EFFECT OF DIVERSIFICATION ON THE FINANCIAL PERFORMANCE OF MERGED INSTITUTIONS
DOI:
https://doi.org/10.47672/ajf.98Keywords:
diversification, financial performance, merged institutions.Abstract
Purpose: The purpose of the study was to assess the effect of diversification on the financial performance of merged institutions.
Methodology: The study adopted a mixed methodology research design. The study population included all the 51 merged financial service institutions in Kenya. Purposive sampling was used. Primary data was obtained from questionnaires and a secondary data collection template was also used. The researcher used quantitative techniques in analyzing the data. Descriptive analysis for the study included the use of means, frequencies and percentages. Inferential statistics such as correlation analysis was also used. Panel data analysis was also applied. Further, a pre and post merger analysis was used.
Results: Diversification had no significant effect on financial performance of merged institutions.

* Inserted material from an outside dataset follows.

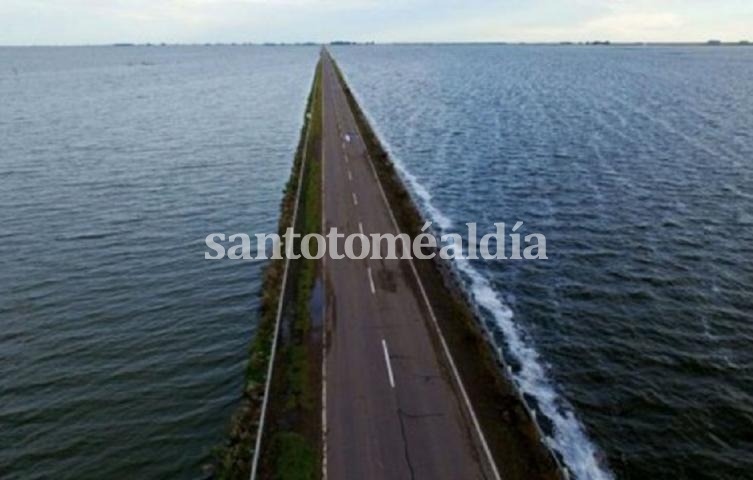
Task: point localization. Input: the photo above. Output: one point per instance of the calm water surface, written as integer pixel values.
(121, 349)
(635, 339)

Unique contribution to theory, practice and policy: The study findings call for a re-assessment of the literature on diversification. Further research is necessary to study why sometimes the diversification-performance relationship is positive, others negative, and often quadratic. Further research is needed to investigate whether diversification effects on performance depends on the industries considered. This study recommends that companies with a weak and unstable capital base should seek to consolidate their establishments through mergers and acquisitions. Through mergers and acquisitions, these companies will be able to extend their market share and revenue base hence increase their profitability. In addition, mergers and acquisition leads to a higher CAR which improves the financial soundness of the companies.